11. Walk along Via Vittorio Emanuele II to the Teatro Argentina, which is notable for its dozens of stray cats. Quietly marvel for a moment at a city with so much history that it can spare a monument for a cat dump.

12. Get lost walking to the Jewish ghetto, which is difficult to find because it's exactly one block around, a fact that is so depressing and so miraculous when you really think about it. But you probably won't, because you've been lost for over an hour and you're starving and losing daylight. Be sure to try the renowned Jewish fried artichoke incorrectly, since asking for instructions would be slightly more embarrassing than making a minor spectacle. Also stop at the bakery that burns all of the cookies, and has amazingly built a solid reputation and steady clientele on this suspiciously misanthropic culinary style. Don't bother to take a picture of the synagogue, because if you lean back far enough over the edge of Lgt. Dei Vallati road to fit the image in your viewfinder, you'll have fallen in the Tiber.

13. Walk along the river and kiss your companion if your relationship permits.

14. Cross at Ponte Garibaldi to get to Trestevere, where you will scour a square mile looking for an amazing and ridiculously inexpensive restaurant -- the one adorned with a Popeye cartoon that probably wouldn't be all that funny in English, either.
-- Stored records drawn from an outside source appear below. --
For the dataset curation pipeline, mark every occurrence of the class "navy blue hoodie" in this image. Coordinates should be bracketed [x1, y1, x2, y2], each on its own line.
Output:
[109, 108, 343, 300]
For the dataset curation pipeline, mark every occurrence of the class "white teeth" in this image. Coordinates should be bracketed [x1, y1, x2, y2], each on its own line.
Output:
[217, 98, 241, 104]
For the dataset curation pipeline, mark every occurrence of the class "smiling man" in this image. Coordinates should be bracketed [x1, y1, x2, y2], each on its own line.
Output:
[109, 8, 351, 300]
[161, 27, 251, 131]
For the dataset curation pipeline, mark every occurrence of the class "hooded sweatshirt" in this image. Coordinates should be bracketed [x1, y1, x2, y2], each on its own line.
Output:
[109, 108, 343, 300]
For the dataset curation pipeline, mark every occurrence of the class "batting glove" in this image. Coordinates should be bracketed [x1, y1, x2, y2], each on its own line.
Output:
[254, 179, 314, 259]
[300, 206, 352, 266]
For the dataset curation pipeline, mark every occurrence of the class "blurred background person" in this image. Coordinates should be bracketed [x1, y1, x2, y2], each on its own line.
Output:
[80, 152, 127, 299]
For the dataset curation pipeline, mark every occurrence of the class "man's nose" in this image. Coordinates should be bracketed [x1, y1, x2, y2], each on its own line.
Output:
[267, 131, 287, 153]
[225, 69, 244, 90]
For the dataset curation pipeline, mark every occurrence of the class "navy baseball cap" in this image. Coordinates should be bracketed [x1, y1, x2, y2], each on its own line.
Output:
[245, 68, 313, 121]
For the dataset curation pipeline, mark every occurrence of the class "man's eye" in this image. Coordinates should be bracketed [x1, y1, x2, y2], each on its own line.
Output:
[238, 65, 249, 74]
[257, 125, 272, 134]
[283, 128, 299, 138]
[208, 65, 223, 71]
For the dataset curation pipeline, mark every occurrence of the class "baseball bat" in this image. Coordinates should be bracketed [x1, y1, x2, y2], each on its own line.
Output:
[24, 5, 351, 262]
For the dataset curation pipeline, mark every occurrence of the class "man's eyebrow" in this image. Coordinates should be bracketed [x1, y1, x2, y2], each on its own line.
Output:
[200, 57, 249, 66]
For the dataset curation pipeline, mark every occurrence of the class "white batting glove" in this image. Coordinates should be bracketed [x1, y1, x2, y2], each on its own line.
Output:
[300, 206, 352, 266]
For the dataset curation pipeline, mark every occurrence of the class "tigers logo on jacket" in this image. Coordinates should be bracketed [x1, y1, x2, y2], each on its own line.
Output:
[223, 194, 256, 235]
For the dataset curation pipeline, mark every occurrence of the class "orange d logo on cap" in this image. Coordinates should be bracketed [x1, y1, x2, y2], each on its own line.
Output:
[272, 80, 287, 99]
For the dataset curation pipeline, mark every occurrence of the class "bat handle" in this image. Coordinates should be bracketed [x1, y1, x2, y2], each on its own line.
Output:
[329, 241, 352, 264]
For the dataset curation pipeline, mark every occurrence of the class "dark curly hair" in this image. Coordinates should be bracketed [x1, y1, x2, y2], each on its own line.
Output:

Don't expect to find it: What the Italians have kept secret, much to their credit, is that the alleyways of Trestevere were built upon a gigantic rail system, and with a few pulls of a series of levers, entire streets are freely rotated on their axes, reconfiguring like a horizontal Rubix cube about once a week. If you get out there early enough on a Saturday morning (strangely, no tourist ever has), you can see the borough unearth itself and shift right before your eyes. So settle for pizza instead -- which, incidentally, the Italians wouldn't touch with a stick -- and get lost again, this time in the dark. No map will save you this time, because no one has taken on the grueling task of charting Trestevere for obvious reasons.

15. Now you've seen everything there is to see in Rome, except for everything you've missed, and at any rate you've taken the three pictures (Colosseum, St. Peter's Basilica, "Wedding Cake") anyone will care to see (the lattermost being your parents' absolute favorite -- genuine Roman architecture, they'll say! If only the Freedom Tower had such grace!). Those three pictures are all you'll remember in a few years anyway, except for the spotty bus system, which was three-quarters on strike that day, and most of the restaurants, provided they weren't Italian. Fall asleep early, your feet bruised and sore from traversing cobblestones for twelve hours, and wake up in the middle of the night in time to get to Termini station so that you don't miss the bus to your early flight back. And do be careful -- that area of Rome is a bit dodgy this time of night.